Nemec achieves new milestone
Tuesday, March 25, 2003
Article summary
Former Czech Republic captain Jirí Nemec continues to let his feet do the talking.
Article body
By Ladislav Josef
Jirí Nemec has always been one to let his feet do the talking. However, it was the former Czech Republic captain's achievements which spoke volumes on Sunday, when he made the 500th appearance of a long career in Czech and German football in the First Division match between FK Chmel Blšany and FK Jablonec 97.
'The Mute'
"I knew it was going to happen some time this year, but I stopped looking at statistics a while back," Nemec said. The game itself did not go to script, with Blšany losing 2-1. But then the 36-year-old midfield player had never been interested in the hackneyed story. Indeed, it was a refusal to deal with the press that had marked him out and earned him the nickname 'The Mute'.
Bad reviews
Even during his time as national team captain, Nemec would refuse interview requests.
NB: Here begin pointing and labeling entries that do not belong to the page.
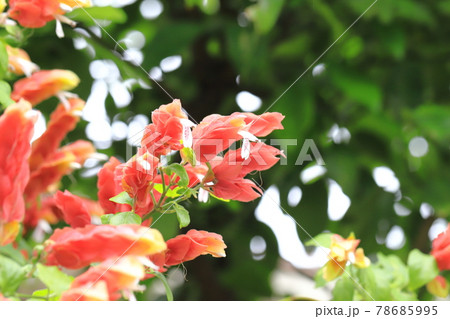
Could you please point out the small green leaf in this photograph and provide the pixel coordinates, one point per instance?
(172, 193)
(5, 94)
(394, 266)
(182, 215)
(180, 171)
(3, 60)
(221, 199)
(188, 155)
(11, 275)
(321, 240)
(54, 278)
(344, 289)
(264, 14)
(422, 269)
(318, 278)
(89, 15)
(43, 294)
(122, 198)
(125, 218)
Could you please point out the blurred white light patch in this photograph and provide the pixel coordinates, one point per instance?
(155, 73)
(100, 133)
(91, 162)
(339, 134)
(151, 9)
(171, 63)
(39, 127)
(79, 43)
(248, 102)
(113, 3)
(438, 226)
(134, 40)
(258, 247)
(120, 94)
(119, 130)
(311, 173)
(136, 130)
(285, 230)
(318, 69)
(104, 70)
(95, 104)
(426, 210)
(401, 210)
(294, 196)
(98, 69)
(418, 146)
(395, 238)
(385, 178)
(338, 202)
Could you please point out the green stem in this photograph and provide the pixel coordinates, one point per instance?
(19, 295)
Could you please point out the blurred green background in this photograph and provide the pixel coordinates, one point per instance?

Apparently, he had collected newspaper cuttings as a teenager with SK Ceské Budéjovice but gave up after a year because "there were a lot of bad things written about me". "I do not want my son reading that I was a bad player," he once said.
Goalscoring debut
It was with Ceské Budéjovice that Nemec made the first of his 500 first-class appearances, with a goal on his debut in the Czechoslovakian First Division. The fact he has found the target only 18 times since, shows that goalscoring is not exactly within the Nemec compass, although he did register with a memorable volley in a friendly against the Korean Republic in 1998.
International class
The term that better defines him is 'midfield workhorse', and his excellence in that role won him the award for Czech footballer of the year in 1997 as well as 84 international caps. Nemec was a member of the Czechoslovakia squad that reached the FIFA World Cup quarter-finals at Italia 90. He then captained the Czech Republic to the final of the 1996 UEFA European Championship in England, and received his runners-up medal from Queen Elizabeth II after defeat by Germany at Wembley stadium.
Success with Schalke
Victory might have eluded the unfancied Czech team, but Nemec was on the winning side a year later when he lifted the UEFA Cup with German club FC Schalke 04 after a penalty shoot-out triumph over Internazionale FC of Italy. Nemec had joined the 1. Bundesliga team from AC Sparta Praha in 1993 following a spell with FK Dukla Praha. He became a permanent fixture at the AufSchalke Arena - helping Schalke win the German Cup in 2001 and 2002 - and Schalke manager Rudi Assauer said: "Whenever Jirí could not play, there was something special missing from our game."
Czech return
So he left a huge gap to fill when he finally returned home last summer, joining unfasionable Blšany. The choice of club - and the decision to swap Schalke's 62,000-capacity stadium for crowds of a couple of hundred in a small village in Northern Bohemia - surprised many. But it was one motivated more by personal reasons than financial ones. Blšany coach Günter Bittengel is an "old friend and former team-mate" and, Nemec said, "he was a major factor in my decision".
A quiet life
There have been rumours of a move back to Sparta but Nemec said: "I have a deal at Blsany until the end of season with the option of a one-year extension. We'll see what happens." He added: "I would like to stay in football but I am sure that I never will be a coach. Their destiny is sometimes too cruel from my point of view." A quiet life beckons, then, for the quiet man of Czech football.